Sunday, February 4, 2018

More that rises in the morning...

    My would-have-been friend, Rich Mullins wrote a song when I was 9 yrs old about how "there's more that rises in the morning than the sun".  He listened and reported like a prophet on the deeper things that call out to the human soul, the Spirit that sustains all our humanity and creation.
   When I walk out on the back porch before dawn, I look east and see glowing lights on the horizon.  It is not a sunrise at all.  It is led and sulfur lights that have twinkled all night to report human activity of airport and shopping mall and franchises that eat off the cell wall of the city.
   What I hear is a few cars cruising up the main road and a few robins, all us early birds up to get something accomplished this Saturday before dawn.  Listen harder.  Listen longer.  I hear a distant train, an airplane, my children upstairs waking to play nerf war.  Listen more, hear the Spirit of God.  Become aware of His presence even in a suburb.  Even here and now.  Yes.  God is still within her she will not fall.

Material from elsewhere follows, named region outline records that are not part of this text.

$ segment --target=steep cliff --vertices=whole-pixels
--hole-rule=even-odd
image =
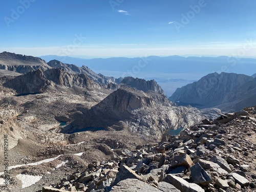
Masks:
[[[0,53],[0,69],[25,74],[39,68],[47,70],[51,67],[38,57],[7,52]]]
[[[190,104],[199,108],[218,106],[225,110],[230,108],[230,106],[224,107],[222,105],[246,98],[245,95],[251,90],[249,88],[245,90],[245,87],[247,87],[247,83],[253,79],[252,77],[242,74],[211,73],[197,82],[177,89],[169,99],[178,103]],[[244,99],[241,97],[243,96]]]
[[[15,77],[4,77],[0,78],[0,81],[4,87],[13,89],[19,94],[40,93],[55,86],[67,88],[99,87],[84,74],[72,74],[59,68],[46,71],[38,69]]]
[[[164,92],[161,87],[157,84],[154,80],[146,81],[144,79],[132,77],[125,77],[120,84],[125,85],[132,88],[134,88],[138,90],[146,92],[148,91],[153,91],[160,94],[164,95]]]
[[[97,74],[84,66],[79,67],[73,64],[63,63],[57,60],[52,60],[47,64],[54,68],[64,69],[67,72],[71,73],[84,74],[94,81],[102,84],[118,83],[122,80],[122,78],[115,79],[113,77],[106,77],[101,74]]]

God will help her at the break of day. (Psalm 46:5)
    Think through the day with gratitude, opening the porch doors for the fresh, crisp air of grace.  thankful for breath.
   Reflecting on the day, realize there is a battle to be fought and if I merely ignore it, I am therein defeated.  Blind and deaf to the beauty of God's heart would be our default and my defeat. I would simply believe that all we can see is all there really is, or worse yet, all we can feel is all that is real. Lord, keep us truly alive to the Life that is Abundant.  Keep us sharp and quick to Truth, Love, and gratitude. 
  The sky is getting lighter and it is overcast this morning. I don't see a sunrise still in the east.  But I do know that it is rising.  We are like campers in a tent waking to the light, the sun isn't visible.  But we cannot go on sleeping because the sun is making everything else visible and I know that it is time to get going.  Time to get going.